Society has already made great progress against cancer. For example, the rates at which some aggressive types of early stage breast cancer and non-Hodgkin's lymphoma come back have been slashed in half. The American Cancer Society estimates that from 1991 to 2012, mortality rates for the four most common types of cancer -- lung, colorectal, breast and prostate -- dropped 23 percent. That's 1.7 million lives saved.

Much of this progress is due to the investments made in better understanding cancer's molecular underpinnings. We can prevent some cancers altogether, and for other types, we can tailor treatment with sophisticated diagnostics and targeted medicines.

But we can do more, and we must. The first step is to recognize that fighting cancer is a shared responsibility. We're all in this together -- each and every person.

The government plays a critical role here. The recent $264 million increase to the National Cancer Institute's budget will help advance important research. The U.S. Food and Drug Administration (FDA) is streamlining the approval process for medicines that are considered "substantial improvements" over existing care. Of the 110 medicines in development that have been designated as potential "breakthroughs," 46 percent are for cancer.

The biotechnology and pharmaceutical industries also play an important part. They contribute tens of billions of dollars to translate scientific hypotheses into medicines. These funds and research will help extend the impact of the National Cancer Institute's increased funding.

And, professional associations and advocacy groups like the American Association for Cancer Research, American Society of Clinical Oncology, and Friends of Cancer Research are vital partners in promoting cancer research, quality care and policy. They help shepherd the patient voice into these efforts to keep the focus of care on those affected by the disease.

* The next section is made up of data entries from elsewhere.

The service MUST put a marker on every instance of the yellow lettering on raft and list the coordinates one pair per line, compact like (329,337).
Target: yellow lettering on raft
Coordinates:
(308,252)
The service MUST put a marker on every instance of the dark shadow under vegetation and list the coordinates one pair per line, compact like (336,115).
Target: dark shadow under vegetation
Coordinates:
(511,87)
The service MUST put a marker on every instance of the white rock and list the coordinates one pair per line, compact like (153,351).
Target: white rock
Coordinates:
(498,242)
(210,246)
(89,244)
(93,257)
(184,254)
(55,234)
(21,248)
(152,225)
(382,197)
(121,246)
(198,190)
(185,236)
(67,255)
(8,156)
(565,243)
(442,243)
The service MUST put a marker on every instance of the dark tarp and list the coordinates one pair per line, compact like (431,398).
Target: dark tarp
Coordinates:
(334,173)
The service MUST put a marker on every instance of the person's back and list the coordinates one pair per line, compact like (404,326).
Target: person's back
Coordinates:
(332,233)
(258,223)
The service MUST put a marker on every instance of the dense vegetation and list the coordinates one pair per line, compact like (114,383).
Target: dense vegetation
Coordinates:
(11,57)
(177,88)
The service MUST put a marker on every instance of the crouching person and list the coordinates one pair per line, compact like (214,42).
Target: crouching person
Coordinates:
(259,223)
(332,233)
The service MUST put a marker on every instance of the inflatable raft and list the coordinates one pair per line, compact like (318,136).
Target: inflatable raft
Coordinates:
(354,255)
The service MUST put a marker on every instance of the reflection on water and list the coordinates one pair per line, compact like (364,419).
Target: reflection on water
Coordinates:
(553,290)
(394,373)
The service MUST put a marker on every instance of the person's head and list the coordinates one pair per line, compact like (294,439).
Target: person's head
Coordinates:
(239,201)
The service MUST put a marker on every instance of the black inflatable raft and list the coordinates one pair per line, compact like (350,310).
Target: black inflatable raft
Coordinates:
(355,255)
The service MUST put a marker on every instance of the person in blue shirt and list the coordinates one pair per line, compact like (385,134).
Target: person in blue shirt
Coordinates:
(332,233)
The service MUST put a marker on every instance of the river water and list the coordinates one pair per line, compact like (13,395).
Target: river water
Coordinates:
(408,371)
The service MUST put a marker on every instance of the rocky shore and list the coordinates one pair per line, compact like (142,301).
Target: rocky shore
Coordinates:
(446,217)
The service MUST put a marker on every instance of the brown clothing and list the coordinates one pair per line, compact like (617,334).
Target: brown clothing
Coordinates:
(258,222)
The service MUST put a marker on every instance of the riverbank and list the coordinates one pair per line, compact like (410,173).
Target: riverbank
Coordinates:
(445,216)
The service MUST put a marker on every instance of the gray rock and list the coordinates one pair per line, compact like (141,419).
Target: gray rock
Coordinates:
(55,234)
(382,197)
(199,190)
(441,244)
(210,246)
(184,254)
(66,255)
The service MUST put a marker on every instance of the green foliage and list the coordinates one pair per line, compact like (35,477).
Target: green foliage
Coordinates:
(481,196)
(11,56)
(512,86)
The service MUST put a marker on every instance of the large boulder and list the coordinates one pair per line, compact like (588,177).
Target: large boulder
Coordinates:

But a "cure" will require more than government agencies, companies and advocacy organizations. That's a reality that is often overlooked.

We as individuals have to continue our fight against this disease, too, and vigorously so.

First, we need to follow our doctors' advice. Avoid tobacco, eat nutritiously, wear sunscreen and exercise regularly. Understand our own family history and get screenings such as colonoscopies and mammograms. Many cancers can be prevented or treated successfully if caught early.

Second, we need to share our data. Science tells us cancer isn't one disease but hundreds, and medical information from individual people can help us better understand these many diseases. If we consent to allow use of our personal data in research, our collective "big data" can help inform each other's care and accelerate the development of new cancer medicines.

Lastly, consider participating in a clinical trial. None of the strides we've made against cancer would have happened without everyday Americans participating in clinical research. There are more than 3,000 open trials that explore the prevention, diagnosis and treatment of the disease. Yet few eligible people actually participate -- by one estimate, only three percent do. That's a potential motherlode of big data.

We can do better. Otherwise the next generation of cancer medicines -- including promising cancer immunotherapies -- will remain stuck in laboratories and unable to help patients.

Curing cancer is going to take all of us pitching in. That's something a janitor working at NASA before the original moonshot understood. President John F. Kennedy, touring the facility, asked him what he was doing. His answer: "I'm helping to put a man on the moon."

Sandra Horning, M.D. is a Professor of Medicine, Emerita at Stanford University, past-president of the American Society of Clinical Oncology and chief medical officer and head of Global Product Development at Roche and Genentech.